When the powerful say, “you are giving us too much power,” they appear to reject domination — but often in a way that preserves their position as the ones who define the moral field. They retain control over what counts as “too much” and when the boundary has been crossed. This kind of moral self-critique can function as an immunizing discourse: it signals awareness without altering the structure of asymmetry.

Thinkers such as Foucault, Adorno, and Agamben would treat this gesture as a form of reflexive legitimation — the system’s way of absorbing critique. Power does not always sustain itself through denial; sometimes it sustains itself by confessing. In this context, “you are giving us too much power” can become a way of appearing ethically vigilant while continuing to benefit from the very imbalance it names.

Conclusion

If “you are giving us too much power” is spoken by the relatively strong to the relatively weak, the meaning and moral weight of the phrase shifts almost completely.

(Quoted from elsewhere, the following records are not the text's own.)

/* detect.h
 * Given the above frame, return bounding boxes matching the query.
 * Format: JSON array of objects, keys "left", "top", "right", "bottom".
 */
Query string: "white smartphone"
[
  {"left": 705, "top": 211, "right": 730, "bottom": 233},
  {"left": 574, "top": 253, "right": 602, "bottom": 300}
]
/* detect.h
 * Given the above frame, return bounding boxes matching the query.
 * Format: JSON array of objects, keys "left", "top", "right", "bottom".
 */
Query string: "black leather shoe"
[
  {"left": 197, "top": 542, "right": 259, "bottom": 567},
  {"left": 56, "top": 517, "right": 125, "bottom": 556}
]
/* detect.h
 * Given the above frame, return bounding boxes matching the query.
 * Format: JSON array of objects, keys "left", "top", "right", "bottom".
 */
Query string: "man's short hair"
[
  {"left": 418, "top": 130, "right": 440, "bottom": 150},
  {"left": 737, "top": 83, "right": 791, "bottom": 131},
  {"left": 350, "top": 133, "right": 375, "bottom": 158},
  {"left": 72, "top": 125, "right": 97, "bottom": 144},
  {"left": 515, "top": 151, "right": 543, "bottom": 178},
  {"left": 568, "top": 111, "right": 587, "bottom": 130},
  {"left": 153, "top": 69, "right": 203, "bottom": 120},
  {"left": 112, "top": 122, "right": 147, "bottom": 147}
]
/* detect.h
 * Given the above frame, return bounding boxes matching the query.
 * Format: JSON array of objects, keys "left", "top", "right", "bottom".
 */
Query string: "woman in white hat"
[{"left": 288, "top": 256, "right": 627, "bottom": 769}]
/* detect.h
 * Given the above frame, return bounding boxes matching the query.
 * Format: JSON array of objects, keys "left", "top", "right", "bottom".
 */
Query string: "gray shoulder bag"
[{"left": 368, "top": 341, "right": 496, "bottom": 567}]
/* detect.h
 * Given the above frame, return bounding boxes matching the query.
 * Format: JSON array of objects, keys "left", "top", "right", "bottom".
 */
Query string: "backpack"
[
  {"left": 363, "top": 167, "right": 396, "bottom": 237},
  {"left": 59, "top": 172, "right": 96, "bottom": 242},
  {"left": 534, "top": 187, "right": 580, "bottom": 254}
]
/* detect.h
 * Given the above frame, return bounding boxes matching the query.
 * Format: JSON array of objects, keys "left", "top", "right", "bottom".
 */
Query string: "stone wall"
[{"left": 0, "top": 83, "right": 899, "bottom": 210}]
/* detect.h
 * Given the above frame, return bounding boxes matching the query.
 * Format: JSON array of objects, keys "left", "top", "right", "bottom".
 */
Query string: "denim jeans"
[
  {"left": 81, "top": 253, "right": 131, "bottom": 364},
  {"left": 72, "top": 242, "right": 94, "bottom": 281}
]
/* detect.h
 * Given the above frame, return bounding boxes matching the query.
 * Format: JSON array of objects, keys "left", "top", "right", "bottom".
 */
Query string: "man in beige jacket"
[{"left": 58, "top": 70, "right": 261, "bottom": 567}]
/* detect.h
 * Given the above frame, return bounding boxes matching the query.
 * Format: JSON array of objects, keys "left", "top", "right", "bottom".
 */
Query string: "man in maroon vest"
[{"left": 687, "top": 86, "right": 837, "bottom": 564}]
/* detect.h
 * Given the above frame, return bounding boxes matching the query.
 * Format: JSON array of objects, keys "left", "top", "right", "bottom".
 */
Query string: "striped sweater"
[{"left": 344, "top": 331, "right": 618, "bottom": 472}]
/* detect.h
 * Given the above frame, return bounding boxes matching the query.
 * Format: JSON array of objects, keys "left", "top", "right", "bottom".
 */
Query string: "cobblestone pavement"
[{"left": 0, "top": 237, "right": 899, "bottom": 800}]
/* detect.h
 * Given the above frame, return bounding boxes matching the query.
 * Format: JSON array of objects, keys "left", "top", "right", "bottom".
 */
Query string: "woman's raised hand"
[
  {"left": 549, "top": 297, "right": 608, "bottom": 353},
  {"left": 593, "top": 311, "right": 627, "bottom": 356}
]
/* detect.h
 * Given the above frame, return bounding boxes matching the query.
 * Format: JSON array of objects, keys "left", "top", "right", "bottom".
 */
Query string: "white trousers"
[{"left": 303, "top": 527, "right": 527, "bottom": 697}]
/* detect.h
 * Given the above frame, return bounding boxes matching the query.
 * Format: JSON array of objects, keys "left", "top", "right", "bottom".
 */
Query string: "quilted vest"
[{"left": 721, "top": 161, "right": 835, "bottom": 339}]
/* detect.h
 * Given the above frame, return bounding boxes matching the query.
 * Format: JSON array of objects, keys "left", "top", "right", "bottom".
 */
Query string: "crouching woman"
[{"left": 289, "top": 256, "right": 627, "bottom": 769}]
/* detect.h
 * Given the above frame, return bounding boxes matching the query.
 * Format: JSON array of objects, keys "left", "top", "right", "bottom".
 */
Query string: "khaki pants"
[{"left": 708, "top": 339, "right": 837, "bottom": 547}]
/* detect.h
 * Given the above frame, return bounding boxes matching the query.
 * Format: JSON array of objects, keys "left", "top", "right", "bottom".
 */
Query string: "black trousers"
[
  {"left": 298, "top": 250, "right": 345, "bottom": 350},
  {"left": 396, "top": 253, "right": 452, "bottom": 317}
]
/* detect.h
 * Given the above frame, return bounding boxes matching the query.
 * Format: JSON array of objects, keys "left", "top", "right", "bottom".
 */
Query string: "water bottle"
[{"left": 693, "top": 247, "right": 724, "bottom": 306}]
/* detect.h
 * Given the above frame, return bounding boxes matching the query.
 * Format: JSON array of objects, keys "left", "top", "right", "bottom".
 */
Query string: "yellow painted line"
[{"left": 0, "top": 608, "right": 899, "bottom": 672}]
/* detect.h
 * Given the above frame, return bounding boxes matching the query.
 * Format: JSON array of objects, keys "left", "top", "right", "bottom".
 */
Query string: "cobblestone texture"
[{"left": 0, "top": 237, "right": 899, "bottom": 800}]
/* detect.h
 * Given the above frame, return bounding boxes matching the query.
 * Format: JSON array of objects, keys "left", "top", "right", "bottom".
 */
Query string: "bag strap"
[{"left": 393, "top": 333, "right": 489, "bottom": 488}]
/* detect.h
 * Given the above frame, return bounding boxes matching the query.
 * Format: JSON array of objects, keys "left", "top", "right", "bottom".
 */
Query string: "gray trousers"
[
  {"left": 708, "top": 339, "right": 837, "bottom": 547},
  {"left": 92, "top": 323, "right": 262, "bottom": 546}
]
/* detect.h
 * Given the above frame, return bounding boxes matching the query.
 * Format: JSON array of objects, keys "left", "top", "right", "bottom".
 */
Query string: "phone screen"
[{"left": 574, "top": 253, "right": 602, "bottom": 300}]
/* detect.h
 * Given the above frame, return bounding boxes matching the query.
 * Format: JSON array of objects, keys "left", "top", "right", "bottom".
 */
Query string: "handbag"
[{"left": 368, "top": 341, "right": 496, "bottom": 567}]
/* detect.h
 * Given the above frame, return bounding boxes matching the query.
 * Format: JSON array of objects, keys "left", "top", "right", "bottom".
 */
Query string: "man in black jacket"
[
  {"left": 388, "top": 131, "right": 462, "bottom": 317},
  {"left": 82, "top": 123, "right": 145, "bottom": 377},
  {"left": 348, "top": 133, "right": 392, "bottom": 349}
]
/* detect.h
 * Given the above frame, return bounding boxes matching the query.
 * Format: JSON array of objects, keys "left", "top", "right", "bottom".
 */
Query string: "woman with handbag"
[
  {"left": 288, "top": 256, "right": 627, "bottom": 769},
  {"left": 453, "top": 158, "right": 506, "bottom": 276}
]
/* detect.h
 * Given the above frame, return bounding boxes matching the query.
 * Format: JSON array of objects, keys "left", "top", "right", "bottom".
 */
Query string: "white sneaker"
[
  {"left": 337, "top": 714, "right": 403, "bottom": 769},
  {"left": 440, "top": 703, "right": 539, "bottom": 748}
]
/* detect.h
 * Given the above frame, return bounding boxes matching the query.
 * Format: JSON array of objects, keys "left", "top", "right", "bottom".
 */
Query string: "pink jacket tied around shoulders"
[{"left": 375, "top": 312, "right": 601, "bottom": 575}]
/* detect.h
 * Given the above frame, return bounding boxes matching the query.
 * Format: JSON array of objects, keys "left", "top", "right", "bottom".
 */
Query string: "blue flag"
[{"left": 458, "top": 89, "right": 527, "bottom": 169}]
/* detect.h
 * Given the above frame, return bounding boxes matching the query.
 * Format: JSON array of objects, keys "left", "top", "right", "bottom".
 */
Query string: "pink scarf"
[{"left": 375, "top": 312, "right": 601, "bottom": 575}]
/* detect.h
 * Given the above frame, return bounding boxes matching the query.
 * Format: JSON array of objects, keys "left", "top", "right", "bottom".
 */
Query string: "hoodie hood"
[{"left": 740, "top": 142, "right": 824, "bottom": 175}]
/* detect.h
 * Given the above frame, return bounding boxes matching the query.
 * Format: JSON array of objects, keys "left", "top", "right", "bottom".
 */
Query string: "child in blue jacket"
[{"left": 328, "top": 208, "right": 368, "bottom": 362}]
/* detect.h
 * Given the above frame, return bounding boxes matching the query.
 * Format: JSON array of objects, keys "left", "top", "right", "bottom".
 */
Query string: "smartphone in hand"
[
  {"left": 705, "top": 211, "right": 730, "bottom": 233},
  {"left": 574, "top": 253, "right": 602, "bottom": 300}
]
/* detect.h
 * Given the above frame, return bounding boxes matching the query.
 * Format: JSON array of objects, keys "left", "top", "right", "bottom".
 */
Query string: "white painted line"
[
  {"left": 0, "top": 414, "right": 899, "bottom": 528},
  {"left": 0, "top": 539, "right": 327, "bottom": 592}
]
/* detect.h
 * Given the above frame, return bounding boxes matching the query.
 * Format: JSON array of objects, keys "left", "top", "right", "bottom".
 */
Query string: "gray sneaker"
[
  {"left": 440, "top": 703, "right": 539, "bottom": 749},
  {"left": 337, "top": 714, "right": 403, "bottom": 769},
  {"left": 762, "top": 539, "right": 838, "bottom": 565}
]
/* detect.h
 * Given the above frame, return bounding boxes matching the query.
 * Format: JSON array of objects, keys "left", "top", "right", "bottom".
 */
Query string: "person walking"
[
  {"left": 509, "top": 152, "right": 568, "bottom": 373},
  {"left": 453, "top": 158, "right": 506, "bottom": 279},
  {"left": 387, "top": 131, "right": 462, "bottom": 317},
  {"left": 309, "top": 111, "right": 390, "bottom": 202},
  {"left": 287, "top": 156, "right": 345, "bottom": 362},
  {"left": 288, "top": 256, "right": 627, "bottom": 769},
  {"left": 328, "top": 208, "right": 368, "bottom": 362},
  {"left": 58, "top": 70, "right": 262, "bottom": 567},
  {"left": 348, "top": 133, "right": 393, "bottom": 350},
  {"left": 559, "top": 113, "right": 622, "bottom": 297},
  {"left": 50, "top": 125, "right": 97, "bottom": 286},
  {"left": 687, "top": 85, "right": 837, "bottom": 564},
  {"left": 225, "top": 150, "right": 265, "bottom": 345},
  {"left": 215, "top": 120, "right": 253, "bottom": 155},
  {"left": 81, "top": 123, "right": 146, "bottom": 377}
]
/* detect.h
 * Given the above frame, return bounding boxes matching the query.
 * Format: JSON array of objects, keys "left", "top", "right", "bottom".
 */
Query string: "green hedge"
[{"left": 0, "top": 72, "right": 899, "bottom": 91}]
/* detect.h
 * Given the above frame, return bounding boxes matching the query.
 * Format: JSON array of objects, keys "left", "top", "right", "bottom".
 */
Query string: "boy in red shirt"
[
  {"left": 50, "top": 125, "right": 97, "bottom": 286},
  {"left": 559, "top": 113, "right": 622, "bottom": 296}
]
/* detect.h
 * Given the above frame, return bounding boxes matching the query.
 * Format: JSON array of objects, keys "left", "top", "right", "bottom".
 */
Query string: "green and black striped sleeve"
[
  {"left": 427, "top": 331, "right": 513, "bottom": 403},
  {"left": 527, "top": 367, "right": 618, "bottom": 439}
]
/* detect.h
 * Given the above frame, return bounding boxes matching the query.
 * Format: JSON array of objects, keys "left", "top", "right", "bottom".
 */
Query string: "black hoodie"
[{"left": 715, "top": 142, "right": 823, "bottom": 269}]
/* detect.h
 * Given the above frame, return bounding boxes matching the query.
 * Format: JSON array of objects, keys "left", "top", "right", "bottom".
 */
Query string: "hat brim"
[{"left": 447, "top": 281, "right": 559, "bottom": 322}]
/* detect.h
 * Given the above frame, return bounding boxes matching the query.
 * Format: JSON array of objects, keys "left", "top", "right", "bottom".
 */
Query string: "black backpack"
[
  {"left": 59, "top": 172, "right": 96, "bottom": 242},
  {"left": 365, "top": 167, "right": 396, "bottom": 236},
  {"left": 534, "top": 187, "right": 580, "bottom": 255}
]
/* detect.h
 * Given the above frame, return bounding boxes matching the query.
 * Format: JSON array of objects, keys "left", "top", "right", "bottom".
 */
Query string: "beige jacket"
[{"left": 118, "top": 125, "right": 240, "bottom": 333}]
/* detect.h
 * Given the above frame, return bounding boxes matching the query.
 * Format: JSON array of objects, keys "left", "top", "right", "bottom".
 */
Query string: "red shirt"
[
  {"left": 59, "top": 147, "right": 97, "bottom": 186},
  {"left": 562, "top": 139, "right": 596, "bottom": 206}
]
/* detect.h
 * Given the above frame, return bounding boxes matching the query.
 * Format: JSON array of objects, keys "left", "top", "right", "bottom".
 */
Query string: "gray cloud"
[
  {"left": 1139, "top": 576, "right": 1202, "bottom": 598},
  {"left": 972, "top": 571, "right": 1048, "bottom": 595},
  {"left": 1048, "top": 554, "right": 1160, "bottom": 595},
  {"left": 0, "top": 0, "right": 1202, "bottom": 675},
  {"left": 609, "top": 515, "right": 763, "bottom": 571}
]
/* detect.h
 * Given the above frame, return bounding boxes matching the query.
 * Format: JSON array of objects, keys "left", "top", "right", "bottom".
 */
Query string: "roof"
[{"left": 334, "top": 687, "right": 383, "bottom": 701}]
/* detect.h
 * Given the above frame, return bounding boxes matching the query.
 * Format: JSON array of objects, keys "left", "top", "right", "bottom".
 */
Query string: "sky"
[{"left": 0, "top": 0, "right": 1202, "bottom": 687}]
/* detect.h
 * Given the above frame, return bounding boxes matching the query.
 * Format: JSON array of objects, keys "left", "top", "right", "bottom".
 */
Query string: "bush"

It ceases to express humility, and instead risks becoming a rhetorical performance of self-awareness that still consolidates authority. The phrase then operates less as a check on power than as a gesture that legitimates it. In this inverted situation, “you are giving us too much power” no longer signals humility or resistance to utilitarian hubris; instead, it becomes a moral performance of power — a discursive strategy that conceals structural domination beneath the language of responsibility.

It is the mirror image of “yes, but it helps some people”: both rely on the presumption that power knows best how to justify itself. The former does so through efficiency, the latter through modesty. Both remain forms of moral self-exoneration.